Пустыней для них окажется и «благословенный горный край» (60) – «пустынно и глухо» встречает их чужая, таинственно и враждебно затаившаяся «красивая земля» (61).
Окружающий мир может быть невыразителен и грязен, как Подмосковье, может быть поэтически прекрасен, как Кавказ в то природно безмятежное утро, когда, очнувшись после забытья, Колька отправляется искать брата. «…Было голубо и мирно», солнечно и отрадно, и «не верилось, не представлялось, что в такое утро может происходить хоть какое-нибудь зло» (198). На фоне этой красоты Колька и увидел распятого брата…
Красивый ли, неприглядный, мир оставался для него пустыней. «Никого рядом не было» (202) в это самое страшное утро Колькиной жизни. Никого не было и когда он сквозь ночь вез мертвого брата, и «если бы Колька мог сознавать реальней и его бы спросили, как ему удобней ехать с братом, он бы именно так и попросил, чтобы никого не было на их пути, никто не мешал добраться до станции» (204).
Но пустынность мира – не изначальное, естественное, а рукотворное, злоумышленное его состояние. Источник зла обозначен в повести опосредованно, косвенно, и это очень точный с психологической и художественной точки зрения ход, так как дети назвать его не могли, а прямое обличение от лица рассказчика перевело бы повествование из художественного в публицистический план. Но когда эти обреченные на гибель в пустыне своего одиночества дети вместе с блатными песнями столь же искренне, как само собой разумеющееся, распевают балладу о «соколе» Сталине, который «сделал счастливой всю страну родную» (140); когда Колька, замерзая в горах вместе с Алхузуром, орет изо всех сил песню «о Сталине мудром, родном и любимом» (229); когда юные обитатели детприемника, вслед за своей подозрительной для власть предержащих воспитательницей-немкой, благодарят «товарища Сталина за… счастливое детство» (243), – этого вполне достаточно, чтобы социальная картина мира сложилась во всей своей удручающей полноте.
Пустыня, которой оборачивается жизненное пространство для героев Приставкина, оставляет лишь одну возможность выживания. В пустыне нельзя, да и негде, остановиться, приткнуться, осесть, пустыню нужно попытаться преодолеть, пересечь, избыть – непрестанным движением сквозь нее. Выжить можно только «вместе и в поезде» – так формулируют для себя братья, не подозревая, что выводят философскую формулу бытия для скитальцев и изгоев в родной стране. Рассказчик подтверждает: «К поезду, к вагону да и к дороге мы привыкли, это была наша стихия.
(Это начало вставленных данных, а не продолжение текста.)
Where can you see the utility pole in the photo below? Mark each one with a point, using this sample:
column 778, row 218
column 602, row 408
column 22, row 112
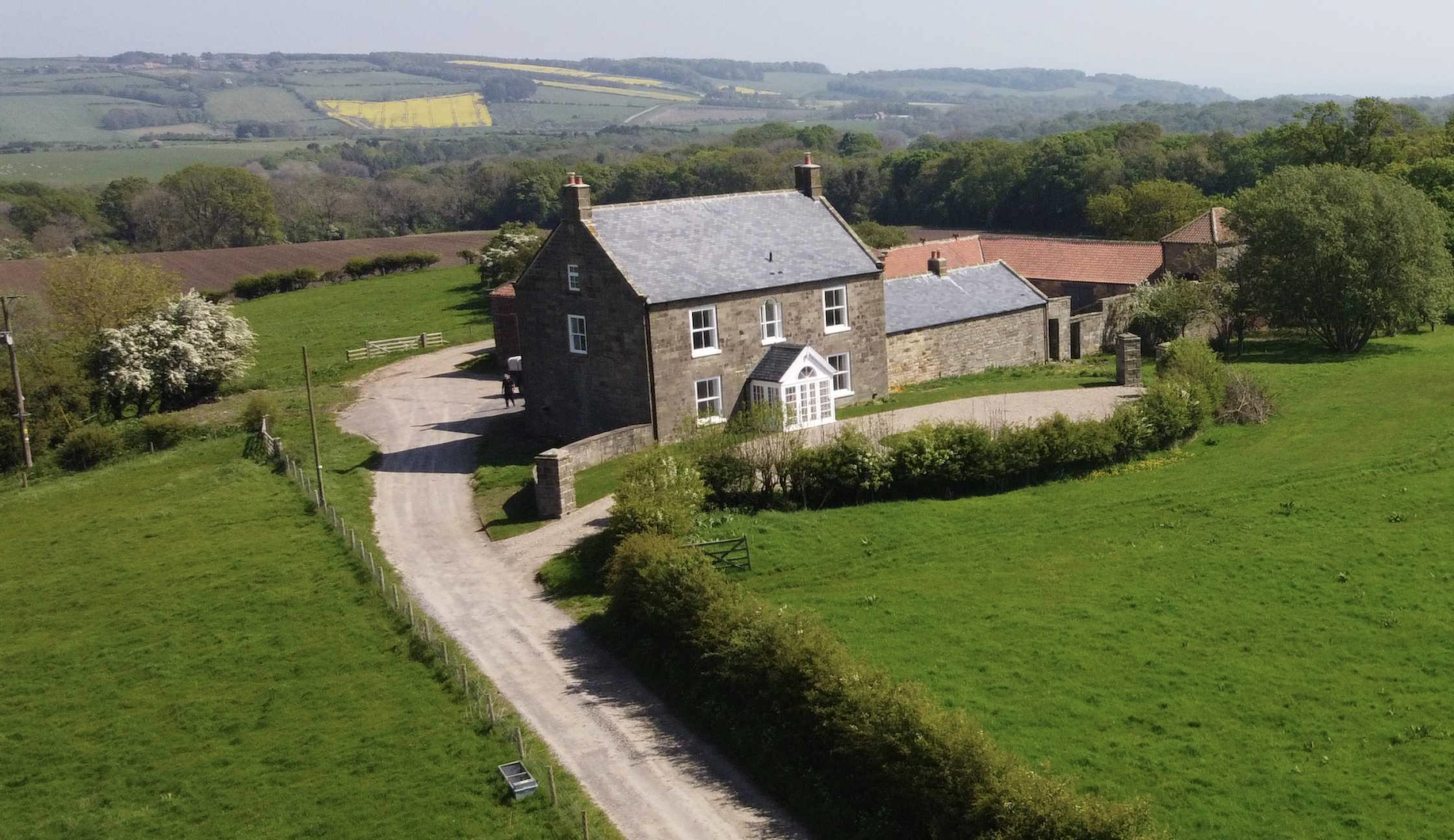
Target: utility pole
column 313, row 420
column 15, row 376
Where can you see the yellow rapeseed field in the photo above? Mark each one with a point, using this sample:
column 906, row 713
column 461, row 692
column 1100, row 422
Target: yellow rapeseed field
column 549, row 70
column 458, row 111
column 618, row 90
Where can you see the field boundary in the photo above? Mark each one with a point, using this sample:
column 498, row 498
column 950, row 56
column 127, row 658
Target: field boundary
column 484, row 707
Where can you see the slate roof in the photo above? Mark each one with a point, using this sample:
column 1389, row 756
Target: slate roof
column 1207, row 228
column 775, row 362
column 1077, row 261
column 700, row 247
column 962, row 294
column 911, row 261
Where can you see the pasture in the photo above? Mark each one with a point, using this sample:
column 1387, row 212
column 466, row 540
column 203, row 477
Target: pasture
column 83, row 167
column 458, row 111
column 259, row 102
column 63, row 116
column 1253, row 632
column 195, row 655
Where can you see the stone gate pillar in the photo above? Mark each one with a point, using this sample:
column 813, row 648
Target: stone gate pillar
column 1127, row 359
column 554, row 484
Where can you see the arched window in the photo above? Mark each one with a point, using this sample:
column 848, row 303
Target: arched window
column 771, row 322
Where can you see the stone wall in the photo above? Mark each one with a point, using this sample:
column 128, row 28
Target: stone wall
column 556, row 468
column 572, row 395
column 507, row 323
column 1082, row 296
column 969, row 346
column 739, row 334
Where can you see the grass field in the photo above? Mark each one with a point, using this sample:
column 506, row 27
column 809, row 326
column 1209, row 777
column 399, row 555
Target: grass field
column 198, row 657
column 1086, row 372
column 60, row 118
column 662, row 95
column 1255, row 636
column 87, row 167
column 259, row 102
column 458, row 111
column 566, row 71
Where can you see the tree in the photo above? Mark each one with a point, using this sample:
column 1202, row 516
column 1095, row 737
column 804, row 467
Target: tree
column 877, row 236
column 1166, row 307
column 507, row 254
column 89, row 294
column 220, row 207
column 174, row 357
column 113, row 205
column 1341, row 252
column 858, row 143
column 1146, row 211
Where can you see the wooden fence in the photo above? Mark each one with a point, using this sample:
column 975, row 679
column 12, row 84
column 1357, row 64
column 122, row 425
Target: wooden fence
column 385, row 346
column 483, row 705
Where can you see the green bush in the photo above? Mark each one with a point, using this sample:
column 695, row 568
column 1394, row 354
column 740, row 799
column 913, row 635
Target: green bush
column 87, row 446
column 786, row 695
column 165, row 430
column 254, row 287
column 848, row 470
column 1194, row 361
column 657, row 494
column 258, row 407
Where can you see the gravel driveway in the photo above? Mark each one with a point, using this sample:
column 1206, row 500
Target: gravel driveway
column 650, row 775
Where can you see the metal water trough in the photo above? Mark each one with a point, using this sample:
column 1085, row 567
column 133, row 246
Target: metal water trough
column 519, row 779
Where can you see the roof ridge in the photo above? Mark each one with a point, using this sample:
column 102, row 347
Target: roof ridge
column 1089, row 240
column 964, row 239
column 601, row 207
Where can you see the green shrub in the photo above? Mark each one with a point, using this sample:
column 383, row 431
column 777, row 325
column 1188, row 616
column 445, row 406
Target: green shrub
column 657, row 494
column 254, row 287
column 258, row 407
column 786, row 695
column 165, row 430
column 848, row 470
column 87, row 446
column 1194, row 361
column 359, row 268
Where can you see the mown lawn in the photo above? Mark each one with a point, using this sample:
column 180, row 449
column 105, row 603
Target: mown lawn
column 189, row 653
column 1085, row 372
column 1257, row 637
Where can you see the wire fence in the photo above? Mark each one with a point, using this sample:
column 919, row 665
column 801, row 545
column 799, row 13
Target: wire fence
column 484, row 708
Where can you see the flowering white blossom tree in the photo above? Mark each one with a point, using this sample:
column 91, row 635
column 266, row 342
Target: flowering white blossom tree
column 509, row 254
column 174, row 357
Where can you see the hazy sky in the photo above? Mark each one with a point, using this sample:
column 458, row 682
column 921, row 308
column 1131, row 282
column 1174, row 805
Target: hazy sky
column 1246, row 47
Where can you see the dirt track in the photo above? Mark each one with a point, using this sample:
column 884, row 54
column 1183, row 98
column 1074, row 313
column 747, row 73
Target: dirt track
column 652, row 777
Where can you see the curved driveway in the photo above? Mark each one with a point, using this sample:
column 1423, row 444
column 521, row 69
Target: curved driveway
column 650, row 775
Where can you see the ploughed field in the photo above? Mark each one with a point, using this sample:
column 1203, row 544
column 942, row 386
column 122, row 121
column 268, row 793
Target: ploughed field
column 1257, row 632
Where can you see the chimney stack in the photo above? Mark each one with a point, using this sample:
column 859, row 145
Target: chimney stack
column 809, row 178
column 575, row 200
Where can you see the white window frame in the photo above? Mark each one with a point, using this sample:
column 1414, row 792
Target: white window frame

Мы чувствовали себя в относительной безопасности среди вокзалов, рынков, мешочников, беженцев, шумных перронов и поездов.
Вся Россия была в движении, вся Россия куда-то ехала и мы были внутри ее потока, плоть от плоти – дети ее» (61).
И завершается повесть не обретением пристанища ее бесприютными героями, а их отъездом в пустом, неубранном вагоне в неведомую даль. «Никто никуда, кроме них, не ехал в этот первый день нового года» (244). В их обреченности на бесконечное перемещение – обездоленность, неприкаянность и бездомность. Кто они? Семена в пустыне, «перекати-поле, куда ветер повернет, туда и гонит»; про Кольку кто-то однажды так и сказал: «Перекати-Коля» (76). А еще – тучки…. Но не только из того лермонтовского стихотворения, строка которого стала названием повести, но не в меньшей мере из другого, еще более трагичного – те тучки, которые «небесные вечные странники»(53). Не играющие по лазури, не веселые и беспечные, а вечно гонимые, бесприютные: «Нет у вас родины, нет вам изгнания…».
Слово
У событий, изображенных в повести Приставкина, помимо описанных выше эмоционально-психологических и социально-исторических параметров, есть еще одно, чрезвычайно важное, измерение – общечеловеческое, вневременное. «Ночевала тучка золотая» – это повесть-притча, восходящая к Книге и сокровенным своим, глубинным, итоговым смыслом корреспондирующая с ней.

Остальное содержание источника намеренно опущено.